Reuters ran an article recently about Northeastern Brazil's cultural tradition of Literatura de Cordel, or "string" literature and it's very encouraging to see that there are people dedicated to preserving this tradition:
The genre was most popular in the 1920s to the 1960s. Now academic interest in the "Literatura de Cordel" (string literature in Portuguese) is probably stronger than among common Brazilians. Still, authors say many people in Brazil's poor, arid northeast still buy the booklets, with anything from yesterday's news to the legends of old in them."Often they buy one to read out loud to fellow peasants who cannot read," said Goncalo Ferreira da Silva, 65, an author and president of the academy, who lives in Rio but comes from the small town of Ipu in northeastern Ceara state.

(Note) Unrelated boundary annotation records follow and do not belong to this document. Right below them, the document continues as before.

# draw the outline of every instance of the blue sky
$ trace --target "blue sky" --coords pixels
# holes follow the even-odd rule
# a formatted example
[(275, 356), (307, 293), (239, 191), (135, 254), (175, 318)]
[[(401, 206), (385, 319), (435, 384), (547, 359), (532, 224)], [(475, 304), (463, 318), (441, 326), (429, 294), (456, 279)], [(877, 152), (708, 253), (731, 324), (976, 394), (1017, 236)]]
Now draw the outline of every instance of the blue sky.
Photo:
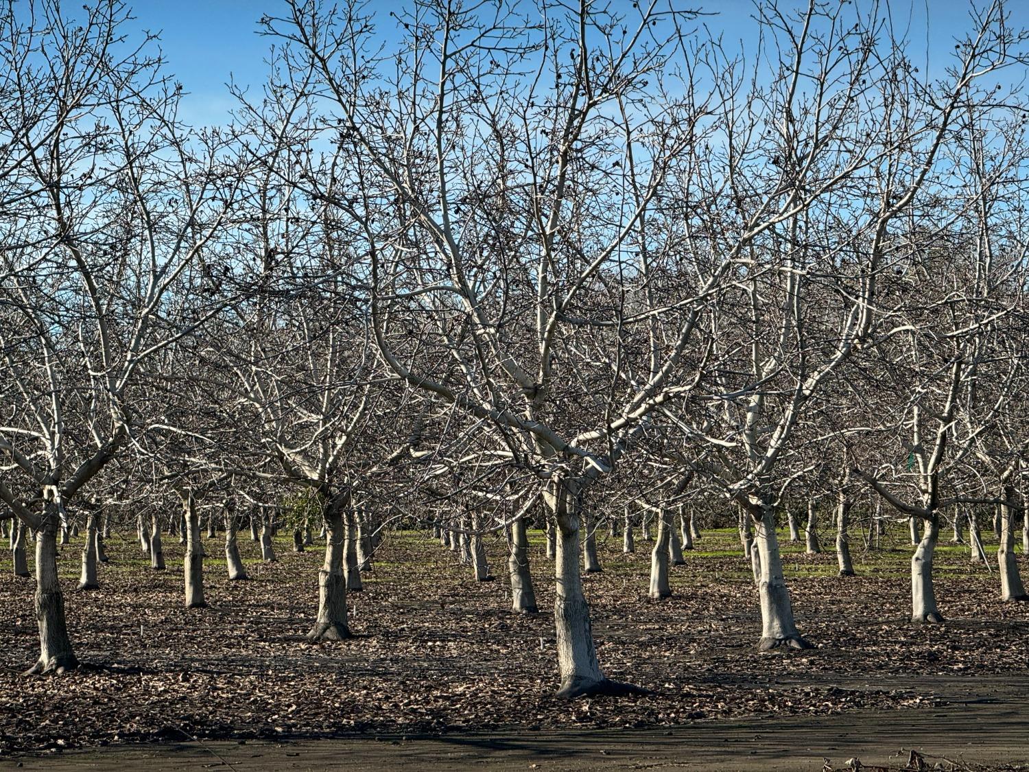
[[(742, 40), (746, 49), (752, 44), (756, 26), (750, 17), (752, 0), (690, 0), (683, 7), (700, 7), (715, 15), (705, 23), (714, 32), (723, 32), (726, 43)], [(857, 0), (870, 2), (870, 0)], [(631, 0), (613, 0), (613, 5)], [(263, 13), (281, 8), (279, 0), (136, 0), (131, 3), (140, 29), (161, 31), (162, 48), (174, 72), (189, 92), (182, 105), (183, 117), (192, 124), (222, 122), (232, 107), (225, 82), (233, 75), (238, 82), (259, 87), (264, 79), (271, 40), (256, 34), (257, 20)], [(784, 6), (801, 0), (782, 0)], [(805, 3), (806, 4), (806, 3)], [(377, 12), (385, 21), (402, 0), (381, 0)], [(918, 32), (916, 46), (928, 38), (930, 57), (939, 65), (953, 48), (953, 38), (965, 26), (968, 4), (965, 0), (893, 0), (894, 19), (906, 23), (909, 15)], [(1013, 22), (1029, 25), (1029, 2), (1016, 0)], [(925, 21), (928, 19), (928, 35)], [(383, 30), (391, 25), (384, 24)], [(918, 46), (916, 49), (925, 47)], [(939, 55), (938, 57), (936, 55)]]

"People still get excited during such readings to the point that at times someone takes out a knife and shouts: 'Oh, I'd really kill this bandit if he were here right now!"' da Silva said, passionately waving an imaginary knife in the air.
The literature, which got its name from the strings on which vendors hang the booklets at popular fairs, often focuses on the 1920-1940's "Cangaco" rural banditry in the impoverished northeast, its ruthless yet revered leader Lampiao and his outlaw wife Maria Bonita.
Jose Pacheco's "Lampiao's Arrival in Hell," in which the Devil turns away the bandit who retaliates by inflicting major damage on Hell, is one of the classics of string literature. On the paper cover, illustrated with wood block stencil prints typical of the genre, Lampiao aims his rifle at devils.
Lampião is an extraordinarily popular figure in the culture of Brazil's Northeast. Many still believe that he is alive having escaped to the south of Minas Gerais. I couldn't imagine him surviving a winter there after living all his life in the heat of Pernambuco's sertão . . .
Despite it's often brutal poverty, the Northeast of Brazil is a fascinating place. The beaches are exquisite, the food is delicious, the various types of music are eminently danceable and the colonial cities such as Olinda are simply lovely. While I would never claim that any one place in Brazil represents "the Real Brazil, if you go to Brazil and don't see the Northeast, you're only depriving yourself.



Heh...I'll have to ficar de olho for some of those...we are hoping to get up to Salvador and Praia do Forte in October (although Salvador is pretty far from the sertão, I gather).
We haven't made Parati yet, but plan to. I am working about half-way between Rio and Petropolis, so it's pretty certain we'll get up there some time as well.
The real pilgrimage for me would be to go out to the Os Sertões country and see that old church - I have a picture of it that shows it out of water, but I gather that is dependent on the season and the rainfall.